何年か前に見た番組で「冬だけ出現するまち」が紹介されました。鹿追町の標高800mにある然別湖(しかりべつこ)に、「しかりべつ湖コタン」(コタンはアイヌ語で村)という名の、1月下旬から3月末まで60日間限定の「春の雪解けとともに湖に沈んでいくだけの村」という内容でした。建物全てが氷と雪だけでつくられたアイスバーや氷上露天風呂が出現します。機会があれば行ってみたいとは思っていましたが、私が住む札幌からはかなり遠く、しかも冬道で自然の多い場所は運転に勇気が必要です。

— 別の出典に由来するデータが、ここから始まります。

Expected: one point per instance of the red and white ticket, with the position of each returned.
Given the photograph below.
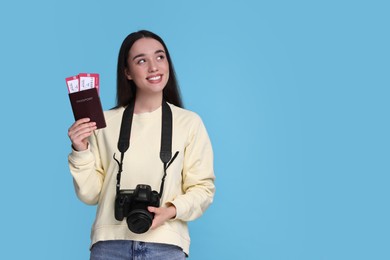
(73, 84)
(88, 81)
(83, 81)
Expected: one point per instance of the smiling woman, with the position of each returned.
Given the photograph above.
(143, 222)
(148, 67)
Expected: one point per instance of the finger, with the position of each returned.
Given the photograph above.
(153, 209)
(76, 128)
(82, 132)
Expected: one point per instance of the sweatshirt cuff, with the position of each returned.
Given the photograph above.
(78, 156)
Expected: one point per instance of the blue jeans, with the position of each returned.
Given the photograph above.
(135, 250)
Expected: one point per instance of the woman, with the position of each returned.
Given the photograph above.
(145, 80)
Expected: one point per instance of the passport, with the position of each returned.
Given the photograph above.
(87, 103)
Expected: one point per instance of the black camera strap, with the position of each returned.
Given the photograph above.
(166, 140)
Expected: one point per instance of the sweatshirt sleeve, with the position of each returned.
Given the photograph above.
(198, 175)
(87, 171)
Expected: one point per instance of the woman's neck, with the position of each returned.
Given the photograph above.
(147, 103)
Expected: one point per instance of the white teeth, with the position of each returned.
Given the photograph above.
(154, 78)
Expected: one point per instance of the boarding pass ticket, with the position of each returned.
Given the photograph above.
(82, 81)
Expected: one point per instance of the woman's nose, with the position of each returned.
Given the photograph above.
(152, 66)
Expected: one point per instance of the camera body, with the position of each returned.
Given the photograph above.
(133, 204)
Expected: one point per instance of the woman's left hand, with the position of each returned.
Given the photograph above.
(161, 215)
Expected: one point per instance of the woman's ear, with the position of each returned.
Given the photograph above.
(127, 73)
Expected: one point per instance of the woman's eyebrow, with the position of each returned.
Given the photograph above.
(142, 54)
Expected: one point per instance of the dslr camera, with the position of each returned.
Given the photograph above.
(133, 204)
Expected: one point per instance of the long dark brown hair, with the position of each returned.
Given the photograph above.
(126, 89)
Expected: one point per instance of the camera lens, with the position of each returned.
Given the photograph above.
(139, 221)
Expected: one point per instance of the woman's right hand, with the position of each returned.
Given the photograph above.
(79, 133)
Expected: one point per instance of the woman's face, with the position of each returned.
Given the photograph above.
(147, 66)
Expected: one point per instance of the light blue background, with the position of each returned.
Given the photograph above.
(294, 95)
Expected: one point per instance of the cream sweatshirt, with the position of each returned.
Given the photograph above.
(189, 184)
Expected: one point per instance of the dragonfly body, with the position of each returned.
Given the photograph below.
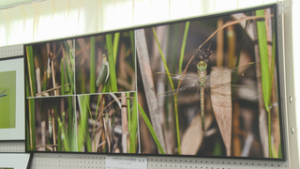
(2, 94)
(202, 66)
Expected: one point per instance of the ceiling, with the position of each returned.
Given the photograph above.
(11, 3)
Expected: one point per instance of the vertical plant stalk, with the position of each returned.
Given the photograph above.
(132, 45)
(265, 73)
(153, 133)
(83, 120)
(54, 134)
(53, 78)
(29, 55)
(186, 30)
(231, 40)
(43, 125)
(112, 67)
(129, 119)
(62, 76)
(133, 125)
(220, 44)
(92, 65)
(146, 73)
(125, 137)
(173, 88)
(116, 45)
(32, 123)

そんな時、札幌から車で1時間程にある当別町のアイスヒルズホテルが、知り合いのデザイナーが関係していることを知り、2月末までの開催ということで期限間近の2月27日見学会を行いました。このイベントは今年3回目とのことです。日中とライトアップされた場面を見るため、午後札幌を出発し、夕刻には会場であるスウェーデンヒルズのゴルフ倶楽部に到着しました。スウェーデンヒルズは、石狩郡当別町西武の小高い丘にある北欧型建築の家が建ち並ぶ住宅街です。

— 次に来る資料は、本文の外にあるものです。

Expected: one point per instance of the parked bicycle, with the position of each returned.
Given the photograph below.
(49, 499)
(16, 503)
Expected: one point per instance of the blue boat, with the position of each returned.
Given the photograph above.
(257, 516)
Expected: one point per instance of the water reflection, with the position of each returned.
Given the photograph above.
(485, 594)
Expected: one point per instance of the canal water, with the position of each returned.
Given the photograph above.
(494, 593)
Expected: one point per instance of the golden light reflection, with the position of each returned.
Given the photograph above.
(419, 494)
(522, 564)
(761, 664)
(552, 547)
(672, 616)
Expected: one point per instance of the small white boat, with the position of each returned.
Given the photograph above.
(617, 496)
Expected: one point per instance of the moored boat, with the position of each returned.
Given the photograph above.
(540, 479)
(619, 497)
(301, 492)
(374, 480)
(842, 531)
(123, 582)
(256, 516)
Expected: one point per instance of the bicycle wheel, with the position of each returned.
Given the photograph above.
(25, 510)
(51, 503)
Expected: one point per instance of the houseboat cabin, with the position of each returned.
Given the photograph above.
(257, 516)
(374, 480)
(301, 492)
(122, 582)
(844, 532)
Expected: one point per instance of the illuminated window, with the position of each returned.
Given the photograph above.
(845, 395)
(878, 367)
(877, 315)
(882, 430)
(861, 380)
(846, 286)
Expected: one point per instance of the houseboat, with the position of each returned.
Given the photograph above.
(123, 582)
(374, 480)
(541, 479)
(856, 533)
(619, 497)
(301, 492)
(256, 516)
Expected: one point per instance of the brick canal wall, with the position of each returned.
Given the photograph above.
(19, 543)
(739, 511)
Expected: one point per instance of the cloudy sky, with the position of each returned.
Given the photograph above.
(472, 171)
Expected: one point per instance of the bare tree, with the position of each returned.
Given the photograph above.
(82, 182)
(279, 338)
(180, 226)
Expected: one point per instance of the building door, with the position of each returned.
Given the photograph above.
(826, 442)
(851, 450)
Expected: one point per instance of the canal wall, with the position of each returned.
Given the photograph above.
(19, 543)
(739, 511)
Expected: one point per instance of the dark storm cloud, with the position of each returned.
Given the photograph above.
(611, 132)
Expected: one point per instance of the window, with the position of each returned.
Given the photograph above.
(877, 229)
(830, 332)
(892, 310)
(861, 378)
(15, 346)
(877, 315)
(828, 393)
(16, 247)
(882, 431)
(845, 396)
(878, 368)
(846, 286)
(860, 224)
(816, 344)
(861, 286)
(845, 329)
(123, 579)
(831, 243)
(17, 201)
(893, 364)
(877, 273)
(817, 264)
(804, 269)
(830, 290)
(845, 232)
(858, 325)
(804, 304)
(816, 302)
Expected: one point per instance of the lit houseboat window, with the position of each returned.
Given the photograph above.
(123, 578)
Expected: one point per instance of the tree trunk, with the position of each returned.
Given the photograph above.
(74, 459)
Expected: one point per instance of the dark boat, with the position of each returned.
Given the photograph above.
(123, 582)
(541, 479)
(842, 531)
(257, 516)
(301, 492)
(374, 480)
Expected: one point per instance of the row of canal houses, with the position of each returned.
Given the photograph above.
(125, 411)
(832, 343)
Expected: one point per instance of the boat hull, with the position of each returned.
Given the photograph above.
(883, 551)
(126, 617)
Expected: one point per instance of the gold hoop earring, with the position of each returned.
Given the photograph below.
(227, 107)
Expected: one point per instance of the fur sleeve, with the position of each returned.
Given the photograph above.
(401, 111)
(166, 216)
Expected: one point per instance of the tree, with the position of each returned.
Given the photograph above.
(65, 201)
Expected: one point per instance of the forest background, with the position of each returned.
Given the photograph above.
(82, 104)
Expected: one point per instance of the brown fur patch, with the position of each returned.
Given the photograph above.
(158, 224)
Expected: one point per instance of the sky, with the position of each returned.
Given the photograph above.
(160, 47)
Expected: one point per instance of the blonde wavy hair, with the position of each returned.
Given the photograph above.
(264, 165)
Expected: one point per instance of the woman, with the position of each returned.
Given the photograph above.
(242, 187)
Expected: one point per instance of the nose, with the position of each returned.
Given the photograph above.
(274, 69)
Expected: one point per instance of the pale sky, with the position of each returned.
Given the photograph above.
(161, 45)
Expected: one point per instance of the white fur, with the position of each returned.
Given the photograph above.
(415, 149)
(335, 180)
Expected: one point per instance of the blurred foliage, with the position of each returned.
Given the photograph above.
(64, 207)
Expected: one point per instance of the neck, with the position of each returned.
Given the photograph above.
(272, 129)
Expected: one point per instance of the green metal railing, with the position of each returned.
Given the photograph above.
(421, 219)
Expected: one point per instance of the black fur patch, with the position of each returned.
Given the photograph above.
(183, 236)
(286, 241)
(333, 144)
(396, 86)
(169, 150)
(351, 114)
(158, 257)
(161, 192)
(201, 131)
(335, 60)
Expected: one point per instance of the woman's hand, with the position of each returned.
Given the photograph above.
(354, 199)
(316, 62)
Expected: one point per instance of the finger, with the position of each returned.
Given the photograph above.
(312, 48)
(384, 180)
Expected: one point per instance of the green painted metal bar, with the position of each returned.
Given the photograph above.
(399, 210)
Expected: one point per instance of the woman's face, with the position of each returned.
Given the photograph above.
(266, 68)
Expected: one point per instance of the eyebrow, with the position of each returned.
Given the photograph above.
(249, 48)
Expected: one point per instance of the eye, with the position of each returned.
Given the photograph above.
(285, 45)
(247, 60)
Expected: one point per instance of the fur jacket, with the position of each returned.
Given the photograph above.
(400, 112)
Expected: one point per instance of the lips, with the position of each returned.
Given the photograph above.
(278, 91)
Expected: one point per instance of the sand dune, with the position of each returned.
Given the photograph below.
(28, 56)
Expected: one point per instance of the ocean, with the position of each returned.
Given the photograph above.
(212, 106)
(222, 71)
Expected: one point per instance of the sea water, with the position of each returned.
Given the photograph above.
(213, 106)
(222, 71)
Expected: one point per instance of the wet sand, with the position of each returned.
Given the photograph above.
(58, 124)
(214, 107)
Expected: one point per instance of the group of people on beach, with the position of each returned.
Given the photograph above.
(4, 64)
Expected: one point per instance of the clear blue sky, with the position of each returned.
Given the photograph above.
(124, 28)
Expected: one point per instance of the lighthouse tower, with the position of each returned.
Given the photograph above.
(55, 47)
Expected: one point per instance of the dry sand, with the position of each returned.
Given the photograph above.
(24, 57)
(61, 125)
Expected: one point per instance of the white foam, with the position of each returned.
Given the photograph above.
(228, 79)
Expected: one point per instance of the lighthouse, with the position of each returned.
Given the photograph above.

まずは日中の様子を見ました。冬仕様の自転車に試乗し、全体を見たあと、暗くなるまで時間があったので、スウェーデンヒルズのまちなみを見て、モデルハウスへ行きました。モデルハウスの中は木のぬくもりと優しい暖かさがあり、とても快適でした。まちは、電線が地中下され、広い一戸建の外壁はベンガラ色、とんがり屋根に統一され、雪、空、木々と違和感なく整って見えます。スウェーデンのまちにとてもよく似ているそうです。ここは別荘ではなく住居で、札幌まで通勤、通学しているとのことです。
そろそろ陽も落ちてきたので、アイスヒルズホテルへ再び移動。アイスバーが1棟、滞在型ゲストルームが3棟あり、外壁部分がほんのりと灯り、幻想的な雰囲気は夜の闇と共に色濃くなっていきます。

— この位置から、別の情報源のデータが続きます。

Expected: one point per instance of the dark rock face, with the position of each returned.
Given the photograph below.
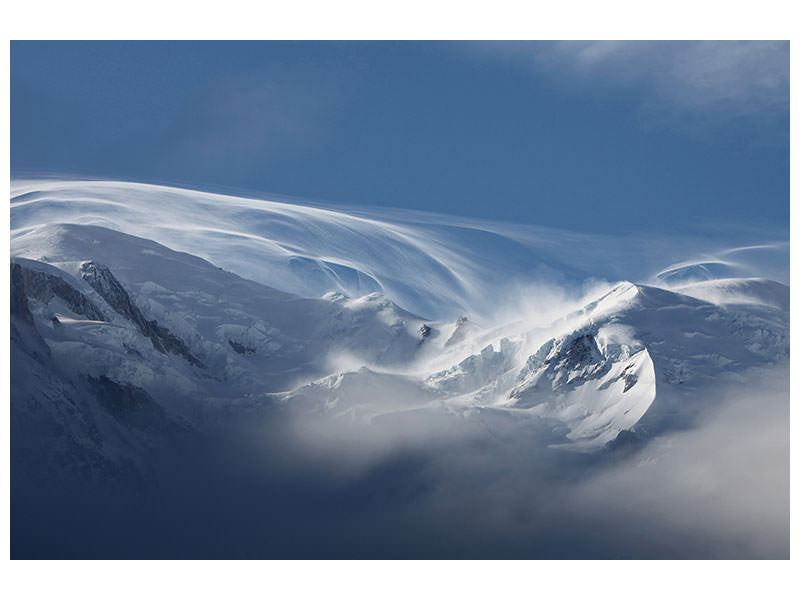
(19, 300)
(459, 333)
(110, 289)
(131, 406)
(241, 348)
(44, 286)
(559, 364)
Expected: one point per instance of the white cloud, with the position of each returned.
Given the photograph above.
(715, 82)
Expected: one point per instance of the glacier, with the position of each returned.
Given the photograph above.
(146, 321)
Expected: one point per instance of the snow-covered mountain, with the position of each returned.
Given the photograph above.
(143, 315)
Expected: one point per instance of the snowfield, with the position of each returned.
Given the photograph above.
(142, 315)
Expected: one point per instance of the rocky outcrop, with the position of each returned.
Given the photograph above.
(43, 287)
(111, 290)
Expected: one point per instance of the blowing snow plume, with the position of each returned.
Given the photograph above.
(214, 376)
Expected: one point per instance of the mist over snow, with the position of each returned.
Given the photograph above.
(197, 375)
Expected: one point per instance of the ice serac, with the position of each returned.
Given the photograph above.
(111, 290)
(108, 327)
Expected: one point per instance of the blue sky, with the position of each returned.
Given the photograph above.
(603, 137)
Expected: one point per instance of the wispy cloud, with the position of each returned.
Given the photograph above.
(710, 82)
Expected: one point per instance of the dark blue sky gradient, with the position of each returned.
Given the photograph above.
(453, 128)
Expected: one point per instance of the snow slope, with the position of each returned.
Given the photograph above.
(150, 310)
(434, 265)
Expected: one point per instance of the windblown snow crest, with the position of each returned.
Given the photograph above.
(147, 318)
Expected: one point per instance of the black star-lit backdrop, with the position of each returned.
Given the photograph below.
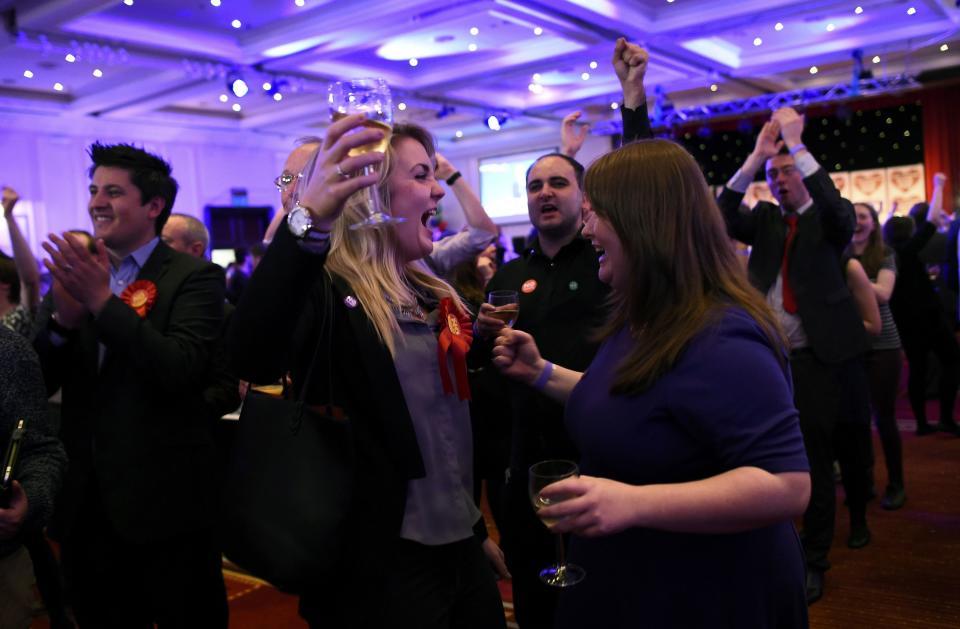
(842, 137)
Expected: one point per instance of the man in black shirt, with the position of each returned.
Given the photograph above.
(561, 303)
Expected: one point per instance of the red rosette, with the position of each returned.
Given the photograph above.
(456, 335)
(141, 295)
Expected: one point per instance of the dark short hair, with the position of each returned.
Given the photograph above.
(578, 169)
(148, 172)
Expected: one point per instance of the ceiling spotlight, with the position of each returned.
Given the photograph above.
(496, 121)
(237, 85)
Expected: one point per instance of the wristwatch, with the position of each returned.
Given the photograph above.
(299, 221)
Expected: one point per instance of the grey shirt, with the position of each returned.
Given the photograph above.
(440, 507)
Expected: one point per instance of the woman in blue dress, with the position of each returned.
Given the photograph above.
(693, 466)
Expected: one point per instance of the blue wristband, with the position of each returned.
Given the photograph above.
(544, 376)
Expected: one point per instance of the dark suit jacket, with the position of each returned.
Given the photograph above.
(826, 308)
(280, 323)
(136, 422)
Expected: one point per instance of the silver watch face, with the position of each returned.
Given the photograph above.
(299, 221)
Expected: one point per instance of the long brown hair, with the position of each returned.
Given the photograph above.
(685, 268)
(875, 251)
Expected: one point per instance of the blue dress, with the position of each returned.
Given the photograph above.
(726, 403)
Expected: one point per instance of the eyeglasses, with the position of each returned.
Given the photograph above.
(283, 181)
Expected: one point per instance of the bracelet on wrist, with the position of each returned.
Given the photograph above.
(544, 376)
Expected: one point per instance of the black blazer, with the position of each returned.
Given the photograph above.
(278, 326)
(826, 308)
(136, 422)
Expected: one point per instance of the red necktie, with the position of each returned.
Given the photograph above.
(789, 301)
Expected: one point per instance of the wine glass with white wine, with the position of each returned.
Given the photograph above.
(370, 97)
(561, 574)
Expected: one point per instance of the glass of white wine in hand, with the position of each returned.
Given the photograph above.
(370, 97)
(506, 306)
(561, 574)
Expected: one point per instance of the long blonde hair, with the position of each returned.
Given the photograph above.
(368, 259)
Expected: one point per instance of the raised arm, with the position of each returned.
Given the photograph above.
(630, 63)
(22, 255)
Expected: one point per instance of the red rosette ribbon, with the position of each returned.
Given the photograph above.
(141, 295)
(456, 335)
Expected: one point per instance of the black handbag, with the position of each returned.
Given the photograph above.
(288, 487)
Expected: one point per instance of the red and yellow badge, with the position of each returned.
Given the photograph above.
(456, 335)
(141, 295)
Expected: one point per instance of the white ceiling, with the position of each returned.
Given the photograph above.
(166, 62)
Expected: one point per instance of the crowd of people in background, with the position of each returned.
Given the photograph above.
(706, 404)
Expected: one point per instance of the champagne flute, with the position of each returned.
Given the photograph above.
(561, 574)
(506, 305)
(370, 97)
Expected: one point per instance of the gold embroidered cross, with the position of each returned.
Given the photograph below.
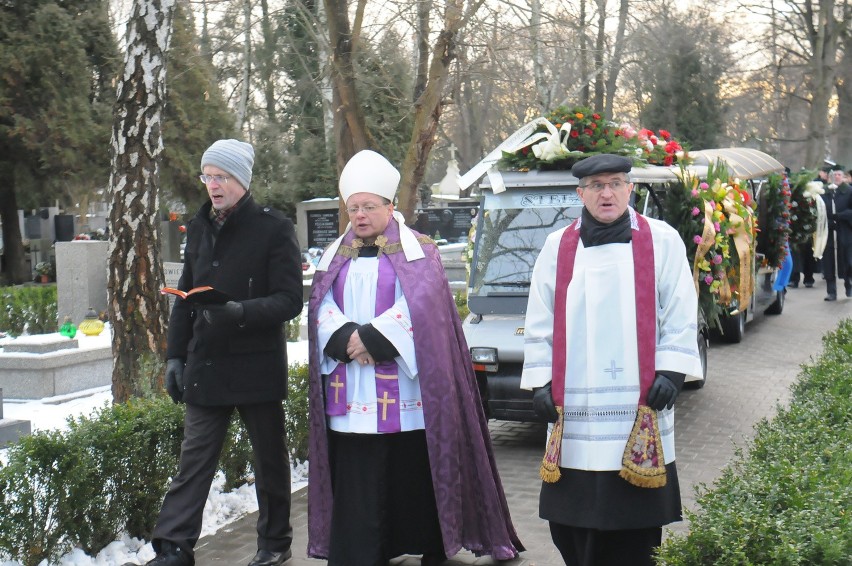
(385, 402)
(337, 384)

宿泊者は就寝時、寝袋が与えられるようですが、部屋にはアメニティや温かい飲み物などの準備は無く、寝る以外の用事は徒歩3分程にあるクラブハウスを利用します。そこへの道中は照明がないのですが、月明かりや、札幌方面のまちあかりで不自由なほどは暗くはないそうです。
せっかくの大自然が相手の寒い夜だからこそ楽しめるアクティビティーや、ゲストルームでの過ごし方などにちょっとした工夫やしかけなどがあると、宿泊したい気持ちになるのではと思いました。